Potential systems with singular $Φ$-Laplacian
Petru Jebelean
TL;DR
The paper studies solvability of a boundary value problem with a singular φ-Laplacian $-lat [ φ(u') ]' = ∇_u F(t,u)$ under multivalued boundary conditions $( φ(u')(0), -φ(u')(T)) ∈ ∂j(u(0),u(T))$. It first develops an auxiliary existence-uniqueness result for a related problem using maximal monotone operator theory, then builds a variational formulation within Szulkin’s framework for convex, lower semicontinuous perturbations to obtain minimum-energy and saddle-point solutions. A key contribution is the introduction of an eigenvalue-like constant $λ_1$ that guarantees (PS) and minimization when positive, along with universal existence results for various boundary data (including periodic forcing) and a detailed treatment of semiccoercive cases via saddle-point methods.
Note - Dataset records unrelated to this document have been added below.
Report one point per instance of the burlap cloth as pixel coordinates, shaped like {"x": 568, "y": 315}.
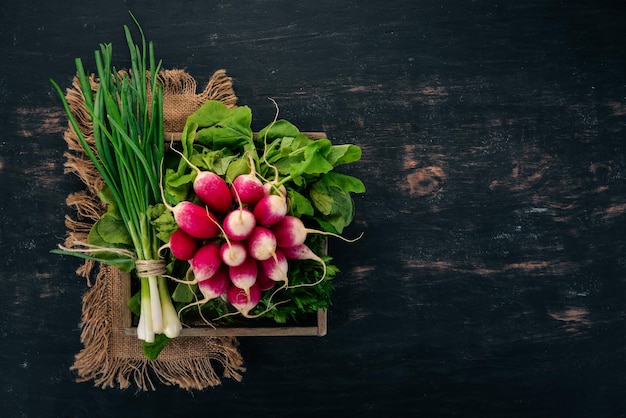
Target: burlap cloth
{"x": 109, "y": 357}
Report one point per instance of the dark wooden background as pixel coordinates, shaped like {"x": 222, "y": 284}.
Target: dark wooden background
{"x": 491, "y": 281}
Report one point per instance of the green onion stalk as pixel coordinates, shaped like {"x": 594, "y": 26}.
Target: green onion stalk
{"x": 128, "y": 149}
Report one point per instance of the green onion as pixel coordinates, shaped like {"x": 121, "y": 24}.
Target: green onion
{"x": 127, "y": 116}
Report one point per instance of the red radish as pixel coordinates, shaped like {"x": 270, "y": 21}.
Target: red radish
{"x": 244, "y": 275}
{"x": 209, "y": 187}
{"x": 242, "y": 301}
{"x": 239, "y": 224}
{"x": 303, "y": 252}
{"x": 275, "y": 267}
{"x": 264, "y": 282}
{"x": 247, "y": 189}
{"x": 291, "y": 231}
{"x": 211, "y": 288}
{"x": 206, "y": 261}
{"x": 183, "y": 245}
{"x": 261, "y": 244}
{"x": 233, "y": 253}
{"x": 270, "y": 209}
{"x": 213, "y": 191}
{"x": 195, "y": 220}
{"x": 215, "y": 285}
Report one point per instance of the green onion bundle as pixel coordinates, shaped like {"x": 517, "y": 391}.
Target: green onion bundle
{"x": 127, "y": 150}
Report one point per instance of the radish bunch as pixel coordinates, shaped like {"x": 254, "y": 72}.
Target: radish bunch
{"x": 238, "y": 240}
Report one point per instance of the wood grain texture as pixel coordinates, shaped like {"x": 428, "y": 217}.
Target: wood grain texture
{"x": 491, "y": 280}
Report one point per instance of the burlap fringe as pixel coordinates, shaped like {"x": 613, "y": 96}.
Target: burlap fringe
{"x": 109, "y": 357}
{"x": 112, "y": 359}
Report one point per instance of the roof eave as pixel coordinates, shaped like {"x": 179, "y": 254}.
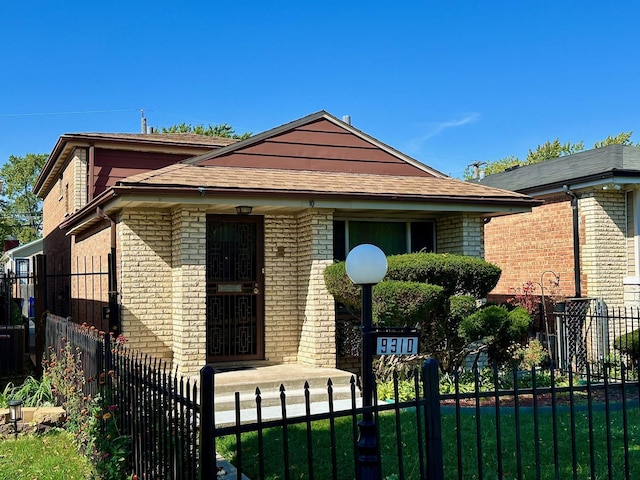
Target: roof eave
{"x": 114, "y": 199}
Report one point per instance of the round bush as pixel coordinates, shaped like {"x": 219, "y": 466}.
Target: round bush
{"x": 399, "y": 304}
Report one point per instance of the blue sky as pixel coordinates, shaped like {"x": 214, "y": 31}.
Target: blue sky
{"x": 448, "y": 83}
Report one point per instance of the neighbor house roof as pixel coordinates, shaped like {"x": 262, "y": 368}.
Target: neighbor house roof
{"x": 278, "y": 181}
{"x": 190, "y": 143}
{"x": 23, "y": 251}
{"x": 611, "y": 164}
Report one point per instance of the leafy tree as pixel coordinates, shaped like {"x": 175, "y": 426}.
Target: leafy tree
{"x": 219, "y": 130}
{"x": 546, "y": 151}
{"x": 623, "y": 138}
{"x": 552, "y": 149}
{"x": 21, "y": 209}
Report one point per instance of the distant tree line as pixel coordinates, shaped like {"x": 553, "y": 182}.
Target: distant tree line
{"x": 546, "y": 151}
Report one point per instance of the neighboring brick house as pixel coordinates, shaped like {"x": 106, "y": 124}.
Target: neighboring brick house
{"x": 220, "y": 257}
{"x": 587, "y": 230}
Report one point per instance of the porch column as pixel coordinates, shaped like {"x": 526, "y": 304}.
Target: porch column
{"x": 317, "y": 340}
{"x": 189, "y": 292}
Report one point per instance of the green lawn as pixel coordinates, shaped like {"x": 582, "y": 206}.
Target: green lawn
{"x": 43, "y": 457}
{"x": 298, "y": 464}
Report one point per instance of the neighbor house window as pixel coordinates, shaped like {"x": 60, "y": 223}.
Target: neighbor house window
{"x": 22, "y": 269}
{"x": 392, "y": 236}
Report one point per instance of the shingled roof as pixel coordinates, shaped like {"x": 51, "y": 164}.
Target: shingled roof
{"x": 282, "y": 182}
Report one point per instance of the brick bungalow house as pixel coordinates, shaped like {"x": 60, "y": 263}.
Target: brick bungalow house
{"x": 220, "y": 245}
{"x": 586, "y": 231}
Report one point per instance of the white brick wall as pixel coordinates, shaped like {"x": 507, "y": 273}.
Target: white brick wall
{"x": 603, "y": 255}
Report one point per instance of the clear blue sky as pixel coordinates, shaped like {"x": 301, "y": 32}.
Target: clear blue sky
{"x": 447, "y": 82}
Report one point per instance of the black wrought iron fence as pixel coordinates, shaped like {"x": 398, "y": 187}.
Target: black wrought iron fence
{"x": 486, "y": 423}
{"x": 155, "y": 407}
{"x": 590, "y": 333}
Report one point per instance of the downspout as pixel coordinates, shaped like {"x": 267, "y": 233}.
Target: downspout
{"x": 114, "y": 311}
{"x": 90, "y": 180}
{"x": 576, "y": 239}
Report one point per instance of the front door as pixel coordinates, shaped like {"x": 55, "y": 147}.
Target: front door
{"x": 235, "y": 321}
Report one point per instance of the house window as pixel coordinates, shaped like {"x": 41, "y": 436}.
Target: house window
{"x": 22, "y": 269}
{"x": 66, "y": 199}
{"x": 392, "y": 236}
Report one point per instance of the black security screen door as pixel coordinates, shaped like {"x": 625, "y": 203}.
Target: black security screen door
{"x": 234, "y": 288}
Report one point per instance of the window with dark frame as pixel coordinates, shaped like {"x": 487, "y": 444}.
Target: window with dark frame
{"x": 393, "y": 237}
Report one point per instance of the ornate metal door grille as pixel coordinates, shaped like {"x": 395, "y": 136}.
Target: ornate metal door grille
{"x": 234, "y": 288}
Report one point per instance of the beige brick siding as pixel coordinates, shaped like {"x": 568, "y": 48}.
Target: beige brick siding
{"x": 461, "y": 234}
{"x": 282, "y": 315}
{"x": 188, "y": 241}
{"x": 68, "y": 193}
{"x": 79, "y": 188}
{"x": 604, "y": 261}
{"x": 317, "y": 341}
{"x": 525, "y": 245}
{"x": 147, "y": 280}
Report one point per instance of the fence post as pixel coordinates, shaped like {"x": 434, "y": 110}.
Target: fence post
{"x": 108, "y": 359}
{"x": 431, "y": 385}
{"x": 208, "y": 465}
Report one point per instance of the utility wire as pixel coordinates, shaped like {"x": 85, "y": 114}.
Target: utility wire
{"x": 66, "y": 113}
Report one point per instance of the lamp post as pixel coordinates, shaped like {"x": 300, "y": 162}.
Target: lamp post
{"x": 366, "y": 265}
{"x": 15, "y": 414}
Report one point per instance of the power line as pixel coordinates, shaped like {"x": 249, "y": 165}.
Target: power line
{"x": 40, "y": 114}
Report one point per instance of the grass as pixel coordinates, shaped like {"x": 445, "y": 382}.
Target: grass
{"x": 297, "y": 463}
{"x": 51, "y": 456}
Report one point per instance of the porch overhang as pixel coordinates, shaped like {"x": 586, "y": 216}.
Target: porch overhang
{"x": 225, "y": 202}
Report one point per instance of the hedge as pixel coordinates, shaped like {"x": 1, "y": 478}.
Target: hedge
{"x": 629, "y": 344}
{"x": 457, "y": 274}
{"x": 399, "y": 304}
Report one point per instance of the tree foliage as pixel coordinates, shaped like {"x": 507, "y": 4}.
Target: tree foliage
{"x": 548, "y": 150}
{"x": 218, "y": 130}
{"x": 21, "y": 209}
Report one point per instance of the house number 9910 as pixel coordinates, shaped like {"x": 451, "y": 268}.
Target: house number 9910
{"x": 396, "y": 345}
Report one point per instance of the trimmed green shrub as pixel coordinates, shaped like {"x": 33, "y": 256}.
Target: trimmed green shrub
{"x": 399, "y": 304}
{"x": 445, "y": 342}
{"x": 498, "y": 327}
{"x": 457, "y": 274}
{"x": 629, "y": 344}
{"x": 341, "y": 287}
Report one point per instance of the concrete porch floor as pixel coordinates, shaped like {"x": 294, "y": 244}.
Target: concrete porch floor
{"x": 240, "y": 377}
{"x": 245, "y": 378}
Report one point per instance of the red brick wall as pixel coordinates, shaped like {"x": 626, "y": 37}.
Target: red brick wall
{"x": 526, "y": 245}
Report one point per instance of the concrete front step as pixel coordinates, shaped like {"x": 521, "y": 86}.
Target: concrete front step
{"x": 269, "y": 380}
{"x": 271, "y": 397}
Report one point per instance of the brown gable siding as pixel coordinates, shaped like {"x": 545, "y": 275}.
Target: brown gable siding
{"x": 111, "y": 166}
{"x": 318, "y": 146}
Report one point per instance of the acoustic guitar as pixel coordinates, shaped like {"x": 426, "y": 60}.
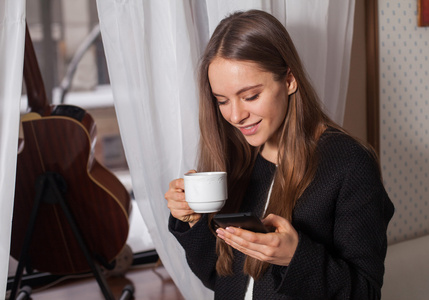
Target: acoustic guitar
{"x": 60, "y": 139}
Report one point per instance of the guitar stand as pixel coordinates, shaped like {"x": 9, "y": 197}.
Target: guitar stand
{"x": 50, "y": 187}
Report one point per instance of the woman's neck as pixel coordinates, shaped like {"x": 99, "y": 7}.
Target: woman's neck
{"x": 270, "y": 153}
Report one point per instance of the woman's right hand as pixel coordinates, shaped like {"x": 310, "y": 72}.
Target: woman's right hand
{"x": 177, "y": 204}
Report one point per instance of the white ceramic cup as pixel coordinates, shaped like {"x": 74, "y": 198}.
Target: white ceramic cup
{"x": 206, "y": 192}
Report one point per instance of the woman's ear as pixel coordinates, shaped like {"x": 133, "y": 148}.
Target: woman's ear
{"x": 291, "y": 83}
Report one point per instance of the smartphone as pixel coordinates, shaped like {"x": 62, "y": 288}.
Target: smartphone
{"x": 244, "y": 220}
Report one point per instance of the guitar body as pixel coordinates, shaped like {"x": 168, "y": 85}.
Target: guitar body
{"x": 62, "y": 142}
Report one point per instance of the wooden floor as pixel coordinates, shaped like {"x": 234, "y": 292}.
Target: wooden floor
{"x": 150, "y": 282}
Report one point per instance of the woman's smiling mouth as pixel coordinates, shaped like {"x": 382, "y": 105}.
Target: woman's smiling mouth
{"x": 250, "y": 129}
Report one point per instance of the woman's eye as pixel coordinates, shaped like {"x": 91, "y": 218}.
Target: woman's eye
{"x": 252, "y": 98}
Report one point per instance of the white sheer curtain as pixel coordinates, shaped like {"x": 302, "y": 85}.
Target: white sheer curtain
{"x": 152, "y": 50}
{"x": 12, "y": 30}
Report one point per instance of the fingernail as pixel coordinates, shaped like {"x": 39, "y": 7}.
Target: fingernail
{"x": 230, "y": 229}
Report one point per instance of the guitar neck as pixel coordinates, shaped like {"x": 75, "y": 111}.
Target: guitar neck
{"x": 37, "y": 100}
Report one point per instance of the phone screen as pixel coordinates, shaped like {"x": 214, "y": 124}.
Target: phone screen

The results extend the theory of singular φ-Laplacians to a broad class of boundary conditions and perturbations, providing robust existence results and a variational mechanism for both minimum-energy and saddle-point solutions, with concrete examples and an Appendix addressing a geometric normal-cone property.
Abstract
We are concerned with solvability of the boundary value problem $$-\left[ φ(u^{\prime}) \right] ^{\prime}=\nabla_u F(t,u), \quad \left ( φ\left( u^{\prime }\right)(0), -φ\left( u^{\prime }\right)(T)\right )\in \partial j(u(0), u(T)),$$ where $φ$ is a homeomorphism from $B_a$ -- the open ball of radius $a$ centered at $0_{\mathbb{R}^N},$ onto $\mathbb{R}^N$, satisfying $φ(0_{\mathbb{R}^N})=0_{\mathbb{R}^N}$, $φ=\nabla Φ$, with $Φ: \overline{B}_a \to (-\infty, 0]$ of class $C^1$ on $B_a$, continuous and strictly convex on $\overline{B}_a.$ The potential $F:[0,T] \times \mathbb{R}^N \to \mathbb{R}$ is of class $C^1$ with respect to the second variable and $j:\mathbb{R}^N \times \mathbb{R}^N \rightarrow (-\infty, +\infty]$ is proper, convex and lower semicontinuous. We first provide a variational formulation in the frame of critical point theory for convex, lower semicontinuous perturbations of $C^1$-functionals. Then, taking the advantage of this key step, we obtain existence of minimum energy as well as saddle-point solutions of the problem. Some concrete illustrative examples of applications are provided.